O sufrágio presidencial integrou um ciclo eleitoral decisivo para a consolidação do novo regime, iniciado com as eleições para a Assembleia Constituinte, a 25 de abril de 1975, seguido pelas eleições legislativas de 25 de abril de 1976 e concluído com as primeiras eleições autárquicas, realizadas a 12 de dezembro desse ano.
Na mesma data das presidenciais, realizaram-se ainda, nos Açores e na Madeira, as primeiras eleições regionais, que inauguraram a vida institucional própria das Regiões Autónomas no quadro constitucional português.

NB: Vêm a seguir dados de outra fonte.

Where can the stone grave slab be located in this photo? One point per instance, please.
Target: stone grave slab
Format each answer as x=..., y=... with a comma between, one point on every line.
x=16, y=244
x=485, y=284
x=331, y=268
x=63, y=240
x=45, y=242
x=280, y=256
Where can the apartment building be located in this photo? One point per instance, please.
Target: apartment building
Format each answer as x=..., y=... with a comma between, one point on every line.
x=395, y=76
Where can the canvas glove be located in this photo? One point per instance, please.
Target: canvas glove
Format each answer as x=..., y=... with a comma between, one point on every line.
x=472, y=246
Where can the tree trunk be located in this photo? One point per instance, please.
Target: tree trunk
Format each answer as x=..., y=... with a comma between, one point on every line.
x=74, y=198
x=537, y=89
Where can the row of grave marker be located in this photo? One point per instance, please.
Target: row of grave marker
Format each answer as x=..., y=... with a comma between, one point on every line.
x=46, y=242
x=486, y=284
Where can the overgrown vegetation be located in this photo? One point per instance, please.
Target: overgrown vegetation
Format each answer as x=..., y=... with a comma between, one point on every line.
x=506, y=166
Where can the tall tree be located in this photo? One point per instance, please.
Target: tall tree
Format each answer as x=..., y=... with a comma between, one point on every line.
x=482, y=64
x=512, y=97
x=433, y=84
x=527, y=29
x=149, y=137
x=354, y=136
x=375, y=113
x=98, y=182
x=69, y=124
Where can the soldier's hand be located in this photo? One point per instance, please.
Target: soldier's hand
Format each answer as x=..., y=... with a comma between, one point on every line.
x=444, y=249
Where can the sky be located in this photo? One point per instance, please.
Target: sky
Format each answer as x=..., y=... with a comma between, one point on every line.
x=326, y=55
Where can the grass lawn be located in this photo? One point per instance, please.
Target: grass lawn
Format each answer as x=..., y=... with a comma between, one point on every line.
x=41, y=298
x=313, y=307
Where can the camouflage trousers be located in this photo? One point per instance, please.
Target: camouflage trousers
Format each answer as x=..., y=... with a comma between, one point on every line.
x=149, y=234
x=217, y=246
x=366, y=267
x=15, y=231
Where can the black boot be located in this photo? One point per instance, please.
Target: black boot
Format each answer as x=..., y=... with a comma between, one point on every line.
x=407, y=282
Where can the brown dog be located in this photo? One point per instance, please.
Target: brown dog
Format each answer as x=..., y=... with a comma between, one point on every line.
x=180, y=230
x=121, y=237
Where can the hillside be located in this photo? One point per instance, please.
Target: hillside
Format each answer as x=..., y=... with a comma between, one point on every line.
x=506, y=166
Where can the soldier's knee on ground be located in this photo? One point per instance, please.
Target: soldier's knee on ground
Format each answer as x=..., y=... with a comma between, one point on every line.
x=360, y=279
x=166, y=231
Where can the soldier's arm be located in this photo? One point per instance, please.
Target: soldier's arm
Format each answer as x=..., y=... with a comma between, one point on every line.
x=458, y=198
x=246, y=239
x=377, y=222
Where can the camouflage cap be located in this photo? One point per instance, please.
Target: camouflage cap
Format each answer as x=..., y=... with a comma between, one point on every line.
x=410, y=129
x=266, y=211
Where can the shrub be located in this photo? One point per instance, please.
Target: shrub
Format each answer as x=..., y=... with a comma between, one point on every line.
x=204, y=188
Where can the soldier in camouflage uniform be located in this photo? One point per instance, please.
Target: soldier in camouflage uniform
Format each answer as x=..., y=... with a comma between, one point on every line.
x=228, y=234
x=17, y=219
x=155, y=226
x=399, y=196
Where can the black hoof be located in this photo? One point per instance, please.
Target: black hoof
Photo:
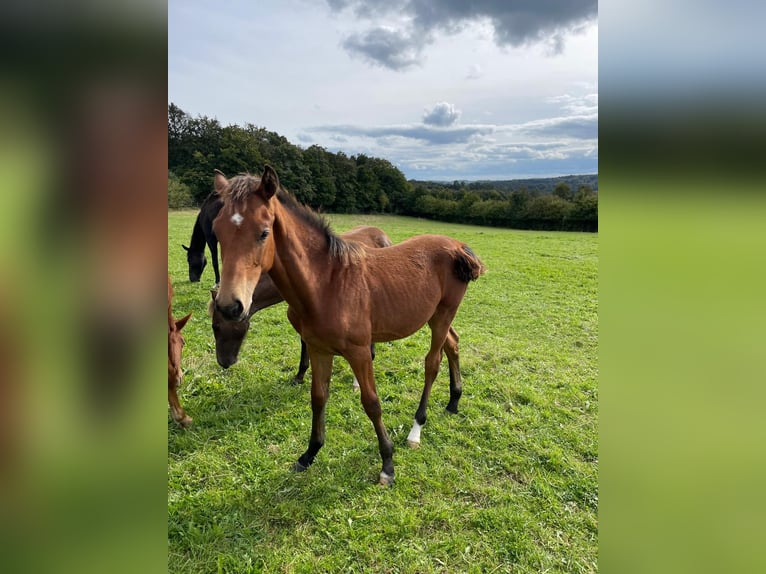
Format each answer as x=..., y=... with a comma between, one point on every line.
x=386, y=480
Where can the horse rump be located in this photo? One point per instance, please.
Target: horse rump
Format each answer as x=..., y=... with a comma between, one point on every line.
x=468, y=266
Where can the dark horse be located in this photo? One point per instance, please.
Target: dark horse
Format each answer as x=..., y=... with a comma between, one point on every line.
x=341, y=296
x=175, y=346
x=203, y=234
x=230, y=334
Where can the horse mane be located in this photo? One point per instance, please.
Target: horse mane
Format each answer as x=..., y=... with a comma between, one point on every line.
x=242, y=185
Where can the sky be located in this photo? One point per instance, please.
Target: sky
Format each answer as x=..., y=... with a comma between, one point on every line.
x=443, y=89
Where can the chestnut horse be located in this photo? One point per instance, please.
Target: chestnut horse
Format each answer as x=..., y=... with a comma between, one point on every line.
x=341, y=296
x=175, y=346
x=230, y=334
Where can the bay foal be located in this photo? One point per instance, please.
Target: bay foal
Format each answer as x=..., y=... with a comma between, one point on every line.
x=341, y=296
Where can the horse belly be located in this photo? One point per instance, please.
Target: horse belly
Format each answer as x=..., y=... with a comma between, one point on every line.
x=399, y=316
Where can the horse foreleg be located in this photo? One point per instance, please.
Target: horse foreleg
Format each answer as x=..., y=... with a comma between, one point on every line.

Dos quatro candidatos, três eram militares, facto revelador do papel central desempenhado pelas Forças Armadas no período de transição democrática. A vitória coube ao general António Ramalho Eanes, com 61,59% dos votos, o que lhe garantiu uma maioria absoluta. Otelo Saraiva de Carvalho alcançou 16,46%, José Pinheiro de Azevedo reuniu 14,37% e Octávio Pato obteve 7,59%.
A eleição de Ramalho Eanes assumiu especial relevância na estabilização do regime democrático, ao consagrá-lo como o primeiro Presidente da República eleito por sufrágio universal, direto e secreto ao abrigo da Constituição de 1976. A sua presidência inscreveu-se numa fase de progressiva normalização da vida política, que viria a prolongar-se num segundo mandato.
Mais do que um simples ato eleitoral, este sufrágio representou um momento-chave na evolução da democracia portuguesa. As imagens gráficas da campanha presidencial de 1976, revisitadas hoje, devolvem-nos os rostos, os slogans e a intensidade de um período historicamente decisivo, bem como a memória dos seus principais protagonistas.